La mirada del elfo barrió el valle para hacerse una idea de cuál sería el escenario de la batalla. No albergaba ninguna duda de que tendría que luchar. Tal vez los vigilantes de la caravana no estuvieran dispuestos a empuñar las armas para proteger la vida y la virtud de Bronwyn, pero no permitirían que un elfo rufián la robara. Quizá podría pedir ayuda a los jinetes de águila, aunque sólo como último recurso. Lamentaba haberse confiado a los mozos de cuadra de Gundwynd. Cuantos más elfos supieran que la Mhaorkiira había sido hallada, menos posibilidades tendría de conservar la gema hasta concluir su misión.

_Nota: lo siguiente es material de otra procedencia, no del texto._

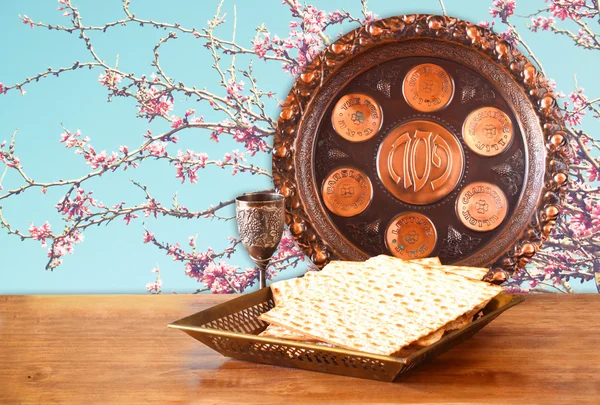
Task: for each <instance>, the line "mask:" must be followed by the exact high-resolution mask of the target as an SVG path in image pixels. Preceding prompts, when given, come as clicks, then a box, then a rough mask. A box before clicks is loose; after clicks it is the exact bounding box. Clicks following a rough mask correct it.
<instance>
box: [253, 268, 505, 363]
mask: <svg viewBox="0 0 600 405" xmlns="http://www.w3.org/2000/svg"><path fill="white" fill-rule="evenodd" d="M379 267H380V266H377V265H375V264H373V263H369V262H365V263H361V264H360V268H355V266H354V265H352V266H346V270H345V272H344V277H332V276H328V275H326V274H320V275H319V276H318V277H317V276H315V277H310V278H308V283H309V285H308V287H307V288H306V289H305V290H304V292H303V294H301V295H300V296H296V297H293V298H291V299H290V300H289V301H288V302H285V304H284V305H281V306H277V307H275V308H273V309H272V310H271V311H269V312H267V313H264V314H262V315H261V317H260V318H261V319H263V320H264V321H266V322H269V323H273V324H276V325H280V326H285V327H287V328H290V329H292V330H294V331H296V332H299V333H302V334H305V335H307V336H311V337H313V338H316V339H318V340H321V341H324V342H327V343H330V344H333V345H335V346H340V347H345V348H348V349H354V350H360V351H365V352H370V353H378V354H388V355H389V354H392V353H394V352H397V351H399V350H400V349H401V348H402V347H404V346H406V345H408V344H410V343H411V342H414V341H416V340H418V339H419V338H421V337H424V336H426V335H429V334H430V333H432V332H434V331H435V330H437V329H439V328H441V327H442V326H444V325H445V324H447V323H448V322H451V321H453V320H456V319H457V318H458V317H460V316H461V315H464V314H465V313H467V312H469V311H471V310H473V309H474V308H475V307H476V306H478V305H480V304H482V303H484V302H485V301H487V300H489V299H491V298H492V297H494V296H495V295H497V294H498V293H499V292H500V291H501V288H500V287H498V286H493V285H489V284H486V283H483V282H479V281H474V280H469V279H467V278H465V277H462V276H459V275H455V274H450V273H446V272H444V271H433V270H429V269H427V268H425V267H423V266H420V265H418V264H414V263H409V262H399V263H391V262H390V263H389V264H388V265H387V266H385V270H382V269H381V268H379Z"/></svg>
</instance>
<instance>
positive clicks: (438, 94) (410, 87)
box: [402, 63, 454, 112]
mask: <svg viewBox="0 0 600 405" xmlns="http://www.w3.org/2000/svg"><path fill="white" fill-rule="evenodd" d="M402 94H404V99H405V100H406V102H407V103H408V104H409V105H410V106H411V107H412V108H414V109H415V110H417V111H421V112H433V111H438V110H441V109H442V108H444V107H446V106H447V105H448V103H449V102H450V100H452V96H453V95H454V83H453V82H452V78H451V77H450V75H449V74H448V72H446V70H445V69H444V68H442V67H441V66H438V65H435V64H433V63H423V64H421V65H418V66H415V67H414V68H412V69H411V70H410V71H409V72H408V73H407V74H406V76H405V77H404V82H403V83H402Z"/></svg>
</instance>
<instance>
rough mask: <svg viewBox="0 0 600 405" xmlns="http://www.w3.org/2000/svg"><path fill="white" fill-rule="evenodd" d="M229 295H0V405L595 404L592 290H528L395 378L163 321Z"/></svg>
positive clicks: (169, 321) (595, 359) (599, 398)
mask: <svg viewBox="0 0 600 405" xmlns="http://www.w3.org/2000/svg"><path fill="white" fill-rule="evenodd" d="M230 298H232V297H231V296H211V295H203V296H199V295H162V296H29V297H23V296H12V297H7V296H0V404H2V405H17V404H20V405H25V404H44V405H47V404H67V403H70V404H76V405H89V404H127V405H132V404H242V403H257V404H259V403H260V404H286V405H287V404H292V403H303V404H317V403H336V404H351V403H356V404H367V403H435V404H475V403H483V404H520V405H531V404H549V403H568V404H583V403H589V404H600V295H578V296H559V295H555V296H554V295H553V296H550V295H546V296H529V297H527V301H526V302H525V303H524V304H522V305H519V306H517V307H515V308H513V309H511V310H509V311H507V312H506V313H505V314H503V315H501V316H500V318H498V319H497V320H496V321H494V322H492V324H490V325H489V326H488V327H487V328H485V329H483V330H482V331H481V332H480V333H479V334H478V335H476V336H475V337H474V338H473V339H471V340H470V341H468V342H467V343H464V344H462V345H460V346H458V347H456V348H454V349H453V350H451V351H450V352H448V353H446V354H444V355H442V356H440V357H438V358H437V359H435V360H433V361H432V362H430V363H428V364H426V365H424V366H422V367H421V368H419V369H417V370H415V371H413V372H412V373H411V374H409V375H407V376H406V377H405V378H403V379H402V380H401V381H399V382H397V383H382V382H376V381H369V380H361V379H356V378H348V377H341V376H335V375H328V374H321V373H314V372H308V371H301V370H294V369H286V368H278V367H273V366H268V365H261V364H253V363H247V362H242V361H237V360H230V359H227V358H224V357H221V356H220V355H219V354H217V353H215V352H213V351H211V350H210V349H208V348H206V347H205V346H203V345H202V344H200V343H199V342H197V341H195V340H193V339H191V338H190V337H189V336H187V335H185V334H184V333H181V332H180V331H177V330H173V329H167V327H166V325H167V323H169V322H170V321H173V320H176V319H179V318H181V317H183V316H186V315H189V314H191V313H194V312H197V311H200V310H202V309H204V308H207V307H209V306H212V305H214V304H217V303H220V302H223V301H225V300H228V299H230Z"/></svg>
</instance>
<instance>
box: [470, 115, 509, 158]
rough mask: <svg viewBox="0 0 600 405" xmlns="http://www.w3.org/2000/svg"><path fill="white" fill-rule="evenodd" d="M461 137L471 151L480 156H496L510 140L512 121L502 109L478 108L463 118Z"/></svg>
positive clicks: (501, 150) (507, 146) (508, 144)
mask: <svg viewBox="0 0 600 405" xmlns="http://www.w3.org/2000/svg"><path fill="white" fill-rule="evenodd" d="M463 137H464V139H465V143H466V144H467V146H468V147H469V149H471V150H472V151H473V152H475V153H477V154H479V155H482V156H496V155H499V154H500V153H502V152H504V150H506V148H508V146H509V145H510V143H511V141H512V138H513V128H512V123H511V121H510V118H509V117H508V115H506V114H505V113H504V112H503V111H502V110H499V109H497V108H494V107H483V108H479V109H477V110H475V111H473V112H472V113H470V114H469V116H468V117H467V119H466V120H465V123H464V125H463Z"/></svg>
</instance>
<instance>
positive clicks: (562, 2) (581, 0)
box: [548, 0, 585, 21]
mask: <svg viewBox="0 0 600 405" xmlns="http://www.w3.org/2000/svg"><path fill="white" fill-rule="evenodd" d="M550 1H551V4H550V7H548V11H550V12H551V13H552V15H553V16H554V17H556V18H559V19H561V20H562V21H564V20H566V19H567V18H571V19H573V20H576V21H577V20H580V19H581V17H582V16H584V14H582V13H580V12H579V11H580V10H581V7H583V6H585V0H550Z"/></svg>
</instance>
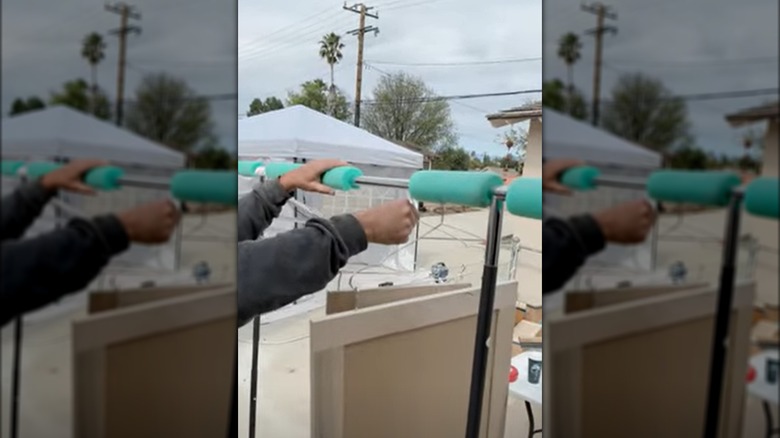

De pronto, distinguió una mancha de color en movimiento cerca de la cascada, a varios metros del suelo, donde no debería haber nada, pues parecía una pared de escarpada roca. Elaith comprendió enseguida el significado. Las colinas del Norland estaban horadadas por cuevas y túneles. El elfo entrecerró los ojos de modo que su visión no dependiera de la menguante luz del ocaso, sino que percibiera patrones de calor.